Holiday Park has an official neighbourhood association which sets out leisure activities, and provides community members with a forum to discuss community issues such as neighbourhood watch, block parent programs, etc. This neighbourhood is surrounded by a plethora of amenities. To the south is Holiday Park golf course, commanding a championship 18-hole and executive 9-hole course. It is used year-round, providing snow golf and well-groomed cross country ski trails in the winter months. To the north is the Riversdale Tennis Club and Riversdale pool, an outdoor swimming pool with water slide features. To the west is the Gordie Howe Management Area with Gordie Howe Bowl, Baseball Diamonds, Speed Skating Oval. To the east, the Meewasin Valley Authority provides walking and biking trails along the South Saskatchewan River. Canoeists, water skiers, and kayakers have a wonderful time enjoying the convenience of the Saskatchewan River. Holiday Park's population is 1,400.

==History==
The Holiday Park community was planned out on maps as early as 1911, and development was soon under way.
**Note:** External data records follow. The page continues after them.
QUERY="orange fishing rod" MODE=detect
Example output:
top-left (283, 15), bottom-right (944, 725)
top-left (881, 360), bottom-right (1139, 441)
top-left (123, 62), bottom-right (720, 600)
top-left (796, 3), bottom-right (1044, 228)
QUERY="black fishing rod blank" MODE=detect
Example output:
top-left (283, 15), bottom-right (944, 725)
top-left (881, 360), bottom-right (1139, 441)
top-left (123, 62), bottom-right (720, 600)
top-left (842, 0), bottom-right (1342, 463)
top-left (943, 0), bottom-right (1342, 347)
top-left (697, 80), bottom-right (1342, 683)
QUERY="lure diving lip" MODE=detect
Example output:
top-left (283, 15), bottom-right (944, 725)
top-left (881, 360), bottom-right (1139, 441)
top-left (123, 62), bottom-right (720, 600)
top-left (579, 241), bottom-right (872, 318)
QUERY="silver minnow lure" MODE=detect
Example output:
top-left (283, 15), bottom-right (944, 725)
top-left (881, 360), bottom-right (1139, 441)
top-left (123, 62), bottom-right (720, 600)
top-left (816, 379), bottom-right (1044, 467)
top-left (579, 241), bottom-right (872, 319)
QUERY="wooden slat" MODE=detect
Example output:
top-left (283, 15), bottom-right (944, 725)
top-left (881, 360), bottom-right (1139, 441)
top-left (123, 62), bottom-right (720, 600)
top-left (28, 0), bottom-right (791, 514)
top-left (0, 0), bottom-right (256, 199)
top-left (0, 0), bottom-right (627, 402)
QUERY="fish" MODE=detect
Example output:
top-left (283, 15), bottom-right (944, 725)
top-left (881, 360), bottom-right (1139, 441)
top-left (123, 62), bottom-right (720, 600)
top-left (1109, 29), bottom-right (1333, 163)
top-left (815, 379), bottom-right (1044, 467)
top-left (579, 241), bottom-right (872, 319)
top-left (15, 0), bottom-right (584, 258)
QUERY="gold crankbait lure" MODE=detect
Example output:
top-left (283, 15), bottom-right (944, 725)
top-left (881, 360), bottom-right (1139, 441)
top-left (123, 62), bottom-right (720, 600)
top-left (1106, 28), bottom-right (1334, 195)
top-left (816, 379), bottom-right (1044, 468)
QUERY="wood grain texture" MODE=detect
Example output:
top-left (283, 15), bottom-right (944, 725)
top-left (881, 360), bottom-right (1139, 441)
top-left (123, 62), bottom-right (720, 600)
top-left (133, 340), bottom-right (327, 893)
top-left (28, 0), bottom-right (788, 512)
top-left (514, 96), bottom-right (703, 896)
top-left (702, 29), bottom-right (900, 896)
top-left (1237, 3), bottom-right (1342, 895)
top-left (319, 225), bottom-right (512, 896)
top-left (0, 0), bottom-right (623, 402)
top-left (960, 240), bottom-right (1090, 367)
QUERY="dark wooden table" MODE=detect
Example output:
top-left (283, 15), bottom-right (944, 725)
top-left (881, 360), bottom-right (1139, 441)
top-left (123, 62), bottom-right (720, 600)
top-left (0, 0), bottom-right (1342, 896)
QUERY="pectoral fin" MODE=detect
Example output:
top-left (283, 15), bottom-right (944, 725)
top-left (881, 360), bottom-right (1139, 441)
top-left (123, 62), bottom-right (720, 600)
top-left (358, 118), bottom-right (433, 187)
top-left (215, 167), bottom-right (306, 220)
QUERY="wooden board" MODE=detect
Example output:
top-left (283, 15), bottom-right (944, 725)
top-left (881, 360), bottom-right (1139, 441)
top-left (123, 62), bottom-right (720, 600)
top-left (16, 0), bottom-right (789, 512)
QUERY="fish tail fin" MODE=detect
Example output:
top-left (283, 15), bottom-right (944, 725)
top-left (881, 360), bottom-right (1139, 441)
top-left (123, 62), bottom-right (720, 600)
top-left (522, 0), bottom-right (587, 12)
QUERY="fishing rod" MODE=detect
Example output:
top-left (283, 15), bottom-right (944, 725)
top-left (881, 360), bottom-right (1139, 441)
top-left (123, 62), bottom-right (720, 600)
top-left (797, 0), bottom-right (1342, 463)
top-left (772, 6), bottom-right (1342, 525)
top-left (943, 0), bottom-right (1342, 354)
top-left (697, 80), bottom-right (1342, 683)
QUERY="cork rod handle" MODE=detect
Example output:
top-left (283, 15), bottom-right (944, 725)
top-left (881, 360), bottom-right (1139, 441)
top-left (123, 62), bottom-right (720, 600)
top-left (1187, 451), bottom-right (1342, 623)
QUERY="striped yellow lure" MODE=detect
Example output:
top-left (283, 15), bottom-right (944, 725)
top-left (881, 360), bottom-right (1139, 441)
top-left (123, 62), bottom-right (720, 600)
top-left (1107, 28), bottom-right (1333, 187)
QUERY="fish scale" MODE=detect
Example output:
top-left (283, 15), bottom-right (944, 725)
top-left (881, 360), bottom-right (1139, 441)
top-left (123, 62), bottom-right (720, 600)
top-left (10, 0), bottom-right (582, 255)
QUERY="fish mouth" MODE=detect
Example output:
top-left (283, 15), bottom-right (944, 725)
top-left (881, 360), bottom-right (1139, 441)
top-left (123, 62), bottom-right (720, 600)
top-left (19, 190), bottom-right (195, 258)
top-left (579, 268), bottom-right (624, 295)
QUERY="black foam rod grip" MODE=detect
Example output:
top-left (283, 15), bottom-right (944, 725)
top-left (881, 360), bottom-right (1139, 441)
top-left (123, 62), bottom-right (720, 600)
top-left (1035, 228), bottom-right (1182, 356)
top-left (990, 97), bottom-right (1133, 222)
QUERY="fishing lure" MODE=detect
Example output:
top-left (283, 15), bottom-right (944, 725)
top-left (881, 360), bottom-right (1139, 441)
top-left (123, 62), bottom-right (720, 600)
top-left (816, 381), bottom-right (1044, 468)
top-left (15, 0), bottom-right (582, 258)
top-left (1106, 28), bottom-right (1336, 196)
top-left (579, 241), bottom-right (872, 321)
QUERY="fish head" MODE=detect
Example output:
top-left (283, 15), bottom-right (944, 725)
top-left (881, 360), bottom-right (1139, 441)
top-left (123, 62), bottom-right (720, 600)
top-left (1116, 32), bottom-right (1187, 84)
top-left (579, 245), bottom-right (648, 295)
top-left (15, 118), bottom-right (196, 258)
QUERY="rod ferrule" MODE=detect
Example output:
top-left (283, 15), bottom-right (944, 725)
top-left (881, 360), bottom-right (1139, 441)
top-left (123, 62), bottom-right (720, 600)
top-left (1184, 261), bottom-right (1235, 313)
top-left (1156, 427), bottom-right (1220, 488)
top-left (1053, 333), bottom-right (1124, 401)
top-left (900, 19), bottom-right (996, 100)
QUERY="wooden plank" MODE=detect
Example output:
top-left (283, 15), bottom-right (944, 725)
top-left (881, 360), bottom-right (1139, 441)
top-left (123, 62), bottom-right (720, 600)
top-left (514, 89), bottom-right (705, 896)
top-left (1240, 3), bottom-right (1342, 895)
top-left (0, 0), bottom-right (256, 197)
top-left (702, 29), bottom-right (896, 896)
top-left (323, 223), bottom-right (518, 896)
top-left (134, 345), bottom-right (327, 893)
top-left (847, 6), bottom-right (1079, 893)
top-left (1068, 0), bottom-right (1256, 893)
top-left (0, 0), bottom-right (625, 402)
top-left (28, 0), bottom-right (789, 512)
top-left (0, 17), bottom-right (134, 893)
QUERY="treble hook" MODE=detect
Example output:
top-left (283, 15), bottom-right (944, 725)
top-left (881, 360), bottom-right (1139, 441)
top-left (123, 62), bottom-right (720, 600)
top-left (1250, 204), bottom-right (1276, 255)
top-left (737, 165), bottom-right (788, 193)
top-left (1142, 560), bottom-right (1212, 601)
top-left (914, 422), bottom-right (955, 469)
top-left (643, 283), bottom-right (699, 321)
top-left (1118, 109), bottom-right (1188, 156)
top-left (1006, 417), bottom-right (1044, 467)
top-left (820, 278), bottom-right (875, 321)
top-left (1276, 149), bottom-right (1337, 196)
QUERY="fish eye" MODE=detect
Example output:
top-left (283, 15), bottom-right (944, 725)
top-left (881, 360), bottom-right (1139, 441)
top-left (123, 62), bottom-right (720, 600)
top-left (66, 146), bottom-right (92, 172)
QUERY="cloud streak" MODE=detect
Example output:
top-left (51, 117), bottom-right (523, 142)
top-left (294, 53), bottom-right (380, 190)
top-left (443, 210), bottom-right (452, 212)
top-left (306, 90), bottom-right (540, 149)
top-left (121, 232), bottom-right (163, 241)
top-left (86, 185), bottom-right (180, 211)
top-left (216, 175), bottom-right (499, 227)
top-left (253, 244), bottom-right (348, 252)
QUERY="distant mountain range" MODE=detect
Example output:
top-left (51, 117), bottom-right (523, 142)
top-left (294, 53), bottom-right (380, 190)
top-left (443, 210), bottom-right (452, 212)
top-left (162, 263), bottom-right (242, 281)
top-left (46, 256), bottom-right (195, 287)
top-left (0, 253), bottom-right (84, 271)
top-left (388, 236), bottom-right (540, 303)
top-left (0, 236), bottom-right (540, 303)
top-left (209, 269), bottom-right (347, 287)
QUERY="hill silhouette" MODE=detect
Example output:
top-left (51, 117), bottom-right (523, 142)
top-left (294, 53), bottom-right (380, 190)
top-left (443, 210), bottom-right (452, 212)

The Saskatoon Tuberculosis Sanitorium was opened April 15, 1925
 and was a landmark of the community, widely visible from the opposite side of the river. After the Sanatorium closed, it was used for various purposes before the building was demolished in the 1990s; its grounds remain in use as a park.

June 27, 1962 was the official opening of the Holiday Park Golf Course.

The Bowerman House was a hunting lodge constructed by Allen Bowerman, and later used as physician housing for The Saskatoon Sanatorium

==Government and politics==
Holiday Park exists within the federal electoral district of Saskatoon West. It is currently represented by Brad Redekopp of the Conservative Party of Canada, first elected in the 2019 Canadian federal election.

Provincially, the area is within the constituency of Saskatoon Riversdale. It is currently represented by Kim Breckner of the Saskatchewan New Democratic Party, first elected in the 2024 Saskatchewan general election

In Saskatoon's non-partisan municipal politics, Holiday Park lies within Ward 2. It is currently represented by Senos Timon, elected in 2024.

==Education==

- Saskatoon French School / l'École Française de Saskatoon - elementary, associate school with Greater Saskatoon Catholic Schools
- St. John Community School - separate (Catholic) elementary, part of Greater Saskatoon Catholic Schools

==Area Parks==
- Boughton Park 6.07 acre
- Holiday Park 8.62 acre
- Victoria Park 4.98 acre

== Transportation ==
===City Transit===
Holiday Park is serviced by Saskatoon Transit bus route #9.

==Layout==
The northern boundary extends no further than 11th Street, and the southern edge overlooks the scenic vista of the Holiday Park Golf Course. Avenue P South through to the South Saskatchewan River are the western and eastern boundaries respectively. The roads are laid out in a grid fashion, the streets south of 11th Street are named: Dudley, Schuyler, and Wellington Streets, followed by Embassy Drive. The avenues are labelled alphabetically with the alphabet. Spadina Crescent cruises along the South Saskatchewan River and incrementing westward through the alphabet. A key three-way intersection at 11th Street, Avenue H and Spadina Crescent was closed for several years in the mid-2010s to allow for expansion of a water treatment plant, forcing southbound motorists to cut-through Holiday Park in order to access and egress Spadina Crescent. In 2016 the intersection was reopened, but was permanently closed in March 2019.

Spadina Crescent was for many years the primary access road to the city's main landfill and the Queen Elizabeth II Power Station. With Spadina Crescent closed, landfill traffic and power plant traffic is now rerouted via a new entrance to the dump off Valley Road to the southwest of Holiday Park.